Mr Brekalo, a Kuna employee, sued Mr Sommerauer for damages, and the latter accepted that he had acted negligently in operating the excavator and lowering the blade while talking on his mobile phone, in breach of Huon’s site rules.

The parties settled on a damages sum of $830,000, plus $95,000 in costs, and Kuna agreed to contribute 20 per cent of Mr Sommerauer’s liability to Mr Brekalo.

In subsequent Court proceedings, Mr Sommerauer argued that Huon should be liable for the damages because its safety procedures contributed to the accident.

The Court was told that Mr Sommerauer was under the direct control of Huon in that his work was allocated each day to him by the Huon supervisor.

Mr Sommerauer testified he was aware of the safety protocols which had to be followed and that he had undergone an induction process. He said he was well aware of the protocol that there was a requirement no person was to enter an exclusion zone when plant was operating without making eye contact with the operator and all plant was to have flashing lights and reversing sirens.

No phone rule

Mr Sommerauer said he was aware of a rule that no mobile phones were to be used on site unless specific permission had been given to use in an emergency.

Evidence given by Phillip Martin, a consulting engineer, said no person should approach an excavator unless that person had ensured there had been contact with the operator and an acknowledgment received of that contact and the machine had then been placed in idling mode.

He added that the operator was meant to indicate to the other person it was okay to approach.

Mr Sommerauer gave evidence that he had raised issues with the Huon supervisor where people had approached his machine when it was operating and he had not been aware of them. He was not sure if any action had been taken to cease that practice.

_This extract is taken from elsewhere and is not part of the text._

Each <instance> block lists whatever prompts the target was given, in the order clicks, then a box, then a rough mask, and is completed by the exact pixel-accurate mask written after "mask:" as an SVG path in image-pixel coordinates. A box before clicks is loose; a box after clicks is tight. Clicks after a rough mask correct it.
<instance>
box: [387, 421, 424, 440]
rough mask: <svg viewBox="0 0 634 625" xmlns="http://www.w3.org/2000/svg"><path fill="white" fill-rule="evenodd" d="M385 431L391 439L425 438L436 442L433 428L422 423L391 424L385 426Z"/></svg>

Mr Sommerauer submitted that site rules devised and implemented by Huon were deficient in that Huon should have emphasised to all workers, such as Mr Brekalo, the need to receive an acknowledgment from the operator of the heavy machinery before approaching the machinery.

Judgement time

In making her judgement, Acting Justice Ashford said Mr Brekalo had told the Court he had made eye contact with Mr Sommerauer but that it would appear difficult in circumstances where Mr Sommerauer, in Mr Brekalo’s evidence, was wearing chrome aviator sunglasses.

The judge said: “To my mind, a ‘reverse nod’ could be almost any movement of the head. Perhaps he was stretching his neck or otherwise moving his head around.”

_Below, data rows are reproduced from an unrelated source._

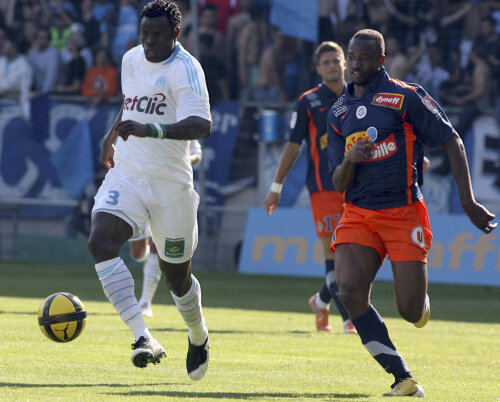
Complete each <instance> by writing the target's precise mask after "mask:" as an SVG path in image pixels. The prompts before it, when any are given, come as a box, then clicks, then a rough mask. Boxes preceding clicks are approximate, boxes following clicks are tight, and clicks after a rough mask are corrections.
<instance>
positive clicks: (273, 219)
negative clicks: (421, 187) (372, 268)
mask: <svg viewBox="0 0 500 402" xmlns="http://www.w3.org/2000/svg"><path fill="white" fill-rule="evenodd" d="M430 218H431V225H432V232H433V234H434V240H433V244H432V248H431V252H430V254H429V258H428V277H429V282H437V283H454V284H468V285H490V286H500V247H499V246H500V238H499V237H498V236H497V235H496V233H495V232H493V233H492V234H490V235H485V234H483V233H482V232H481V231H480V230H479V229H476V228H475V227H474V226H473V225H472V223H470V221H469V219H468V218H467V216H465V215H439V214H431V215H430ZM450 228H453V230H450ZM323 260H324V257H323V250H322V248H321V243H320V241H319V240H318V238H317V236H316V232H315V229H314V225H313V221H312V218H311V211H310V210H307V209H296V208H278V209H277V210H276V211H275V212H274V213H273V215H271V216H268V215H267V214H266V212H265V210H264V209H263V208H252V209H251V210H250V211H249V214H248V218H247V225H246V229H245V235H244V240H243V248H242V254H241V258H240V262H239V267H238V270H239V272H243V273H252V274H255V273H258V274H270V275H292V276H309V277H323V276H324V272H325V268H324V263H323ZM377 279H379V280H392V270H391V269H390V263H389V261H388V260H387V259H386V260H385V262H384V264H383V266H382V268H381V269H380V271H379V273H378V275H377Z"/></svg>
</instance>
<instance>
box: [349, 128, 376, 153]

“Common sense would dictate that some acknowledgment of the contact and indication of agreement to approach is reached. Thus, I accept that if there had been such a clear and obvious rule Mr Brekalo would have followed such a rule and this would have prevented any accident. I am satisfied Huon’s site rules were deficient in that regard.”

The judge found that Huon was liable for damages caused by a wrong on their part in accordance with section 21 of the Civil Law (Wrongs) Act 2002 (ACT) and that it was just and equitable and appropriate that a contribution is made by it.

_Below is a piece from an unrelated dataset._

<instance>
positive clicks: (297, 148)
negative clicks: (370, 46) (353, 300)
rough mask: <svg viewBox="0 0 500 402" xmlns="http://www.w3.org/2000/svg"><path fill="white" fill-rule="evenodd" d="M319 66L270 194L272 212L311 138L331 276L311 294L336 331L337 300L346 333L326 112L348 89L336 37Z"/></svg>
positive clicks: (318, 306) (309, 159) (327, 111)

“I have come to the view that I should apportion the liability in the proportion of 40 per cent to [Sommerauer] and 40 per cent to [Huon]. There has already been a 20 per cent agreement in relation to [Kuna], and I make orders accordingly,” Acting Justice Ashford said.

Checked your safe operating procedures lately?

Are your safe operating procedures lacking common sense? Would they stand up in Court if scrutinised? Are your workers and contractors familiar with your safe operating procedures? Perhaps they’re even ‘over familiar’ with them and have started taking shortcuts or workarounds?

Do new workers or sub-contractors interpret them differently to how they were intended to be observed?